Throughout 2016, I am participating in the “Who I Am” project which is the brainchild of Dana from Kiss My List and Bev from Linkouture.  This month’s topic is: ‘Betcha didn’t know…’.

(You can find all of the other chapters in my “Who I Am” story here.)

Mocadeaux - page breakWe all have some life experiences that stand out in our memory for one reason or another. Wacky, wonderful, life-changing or personality-revealing, these experiences help to illustrate the story of our life.

Please let me share a few “betcha didn’t know” facts about myself.

Over the course of my life, I have moved 25 times.

moving boxes

Witness protection program?

No, just a family that likes adventure and isn’t afraid to try new places.

These different homes include 3 dorm rooms in college, a couple of temporary housing apartments occupied while we waited to move into one house or another and multiple homes in five different states. Each of these moves involved copious amounts of boxes, paper, and tape.

So, yeah, I’m kind of an expert at moving. If you need any advice, I’m your gal.

I’ve been to dinner with Phil Donahue and on a late night Denny’s run with Timothy Leary.

When I was at Notre Dame I was the Comptroller of the Student Union. This very exciting job meant that I paid the bills for all of the Student Union sponsored events, got free admission to these events (making me a very cheap date) and occasionally got to dine with the various celebrities who came to campus.

 

Phil Donahue, Notre Dame alumni, husband of Marlo Thomas, and former talk show host is the person whom Oprah credits with paving the way for Oprah to become OPRAH.

Phil was on campus for a lecture and four or five of us took him out to dinner at a fancy-pants restaurant.

Quite charming, he spent the entire meal asking us about life on campus and seemed particularly interested in how women were assimilating into life at Notre Dame since the school had become co-ed only a few years earlier.

 

Our trip to Denny’s with Timothy Leary, world-renowned proponent of the mind-expanding benefits of LSD, was something different.

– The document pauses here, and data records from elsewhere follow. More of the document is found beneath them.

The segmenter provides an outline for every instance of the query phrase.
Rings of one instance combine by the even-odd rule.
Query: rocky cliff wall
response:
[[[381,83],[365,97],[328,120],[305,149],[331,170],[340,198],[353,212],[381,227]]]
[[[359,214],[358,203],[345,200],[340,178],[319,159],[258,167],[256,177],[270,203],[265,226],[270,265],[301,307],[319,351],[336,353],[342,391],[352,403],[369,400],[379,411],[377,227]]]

I assure you that no LSD was involved but Mr. Leary did bring a bottle of liquor in a paper bag from which he took frequent gulps while enjoying his Grand-Slam Breakfast.

I’m a proud member of the CPA Exam 300 Club.

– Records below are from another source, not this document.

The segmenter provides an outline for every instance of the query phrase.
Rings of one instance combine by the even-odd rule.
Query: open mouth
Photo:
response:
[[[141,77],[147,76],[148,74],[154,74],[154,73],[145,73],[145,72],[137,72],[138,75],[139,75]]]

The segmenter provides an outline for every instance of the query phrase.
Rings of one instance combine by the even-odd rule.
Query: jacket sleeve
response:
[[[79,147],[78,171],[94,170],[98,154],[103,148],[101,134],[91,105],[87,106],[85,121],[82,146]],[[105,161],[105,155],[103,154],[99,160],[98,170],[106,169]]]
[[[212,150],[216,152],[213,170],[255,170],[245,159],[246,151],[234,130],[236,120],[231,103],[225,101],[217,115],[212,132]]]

The CPA exam consists of four parts. The passing score for each part is 75. Those of us in the 300 Club scored exactly 75 points on all four parts meaning that we just barely passed studied precisely the correct amount of time and not one minute too much.

My place of employment has been robbed – twice.

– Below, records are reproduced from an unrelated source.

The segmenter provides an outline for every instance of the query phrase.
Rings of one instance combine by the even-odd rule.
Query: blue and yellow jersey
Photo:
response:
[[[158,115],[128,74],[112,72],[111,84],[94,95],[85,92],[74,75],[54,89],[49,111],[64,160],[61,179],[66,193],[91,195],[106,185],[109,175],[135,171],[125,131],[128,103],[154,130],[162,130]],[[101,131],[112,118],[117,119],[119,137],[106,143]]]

The first time was when I was in high school working at a bookstore in the mall with my sister. One day I was managing the cash register while my sister was in the back room working on inventory.

There were a number of customers in the store and a few in line at the register. As one customer departed, a couple stepped up to the register. She distracted me with questions about a display behind me before I had a chance to close the register drawer. After what seemed like only a few seconds, I turned around to see her accomplice yanking money out of the cash register.

Insanity kicked in. Yelling something like, “What do you think you are doing? Give that back!”, I grabbed the money out of the robber’s hand and the duo ran out of the store.

(Definitely one of the most foolish and unsafe things I’ve ever done and was, in fact, my answer to Coach Daddy’s 6 Word Challenge for June: Tell us about something you did decidedly unsafe – in six words.)

shakedown

The second time, I was working at a bathing suit shop on the beach and noticed a woman stick a couple of string bikinis in her beach bag. This time, I was smart and called the authorities rather than taking matters into my own hands. The police nabbed the woman in the parking lot and – wouldn’t you know – she had a gun in her purse.

I’m not sure that those bikinis were worth risking a charge of armed robbery. Throw in a Speedo or two then maybe…

I volunteered on the committee to bring the 2016 Olympics to Chicago.

Chicago 2016

For a couple of years, I spent hours each week as a volunteer with the Chicago 2016 committee. Without a doubt, this was one of the most rewarding and amazing experiences I have ever had.

I rode the train downtown one or two days per week to work in the office doing everything from making copies to researching international holidays. I helped out at events all over the city including Taste of Chicago and youth fitness events.

I greeted International Olympic Committee members when they came to Chicago for their site visit and stood on the stage near President Obama as the city celebrated making the first cut from Applicant City to Candidate City.

Even as a volunteer, I got to participate in small ways at big events.

I collected a lot of great SWAG and most importantly met lots and lots of incredible people who were all working diligently towards the same goal.

Sadly, the International Olympic Committee decided that the games should, for the first time ever, be held in South America rather than in the greatest city in the greatest country in the world.

Go figure.

So as you are watching the Rio Olympics with all of the talk of Zika and filthy water and crime and power outages, remember the folks who tried really, really hard to bring the 2016 Olympic Games to the good old U.S. of A. Coulda, woulda, shoulda.